To determine when a function is increasing or decreasing, we need to find the intervals where the derivative is positive or negative.
Given the derivative f′(x) = (x − 5)^3(x − 3)^4(x + 18)^8, we know that the function f is increasing whenever f′(x) > 0 and decreasing whenever f′(x) < 0.
Let's break down the intervals:
1. (x - 5)^3:
- This factor equals zero when x = 5.
- When x < 5, this factor is negative.
- When x > 5, this factor is positive.
2. (x - 3)^4:
- This factor equals zero when x = 3.
- When x < 3, this factor is negative.
- When x > 3, this factor is positive.
3. (x + 18)^8:
- This factor never equals zero since it is raised to an even power.

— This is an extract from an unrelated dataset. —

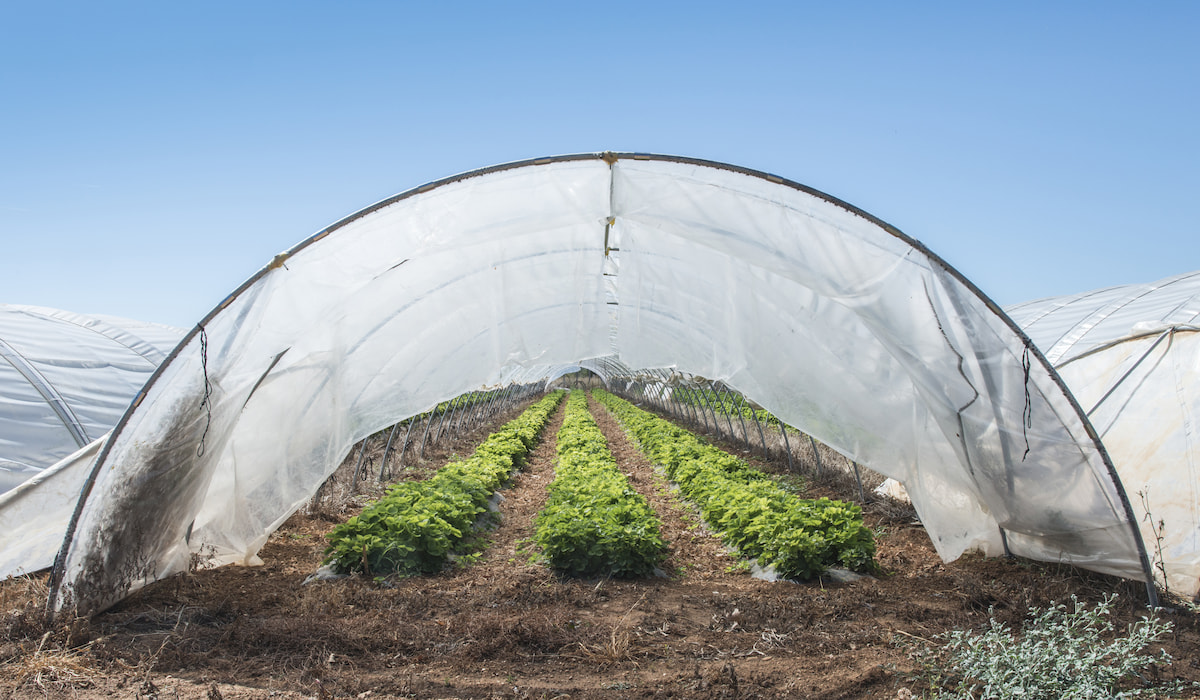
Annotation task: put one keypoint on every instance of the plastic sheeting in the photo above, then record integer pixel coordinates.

- When x < -18, this factor is positive.
- When x > -18, this factor is positive.
Now, we can combine the information from all of the factors:
- When x < -18, all three factors are negative, so f′(x) < 0.
- When -18 < x < 3, (x - 5)^3 and (x - 3)^4 are positive, but (x + 18)^8 is still positive, so f′(x) > 0.
- When 3 < x < 5, (x - 5)^3 is negative, but (x - 3)^4 and (x + 18)^8 are positive, so f′(x) < 0.
- When x > 5, all three factors are positive, so f′(x) > 0.
Therefore, the function f is increasing on the interval (-∞, -18) and (3, ∞).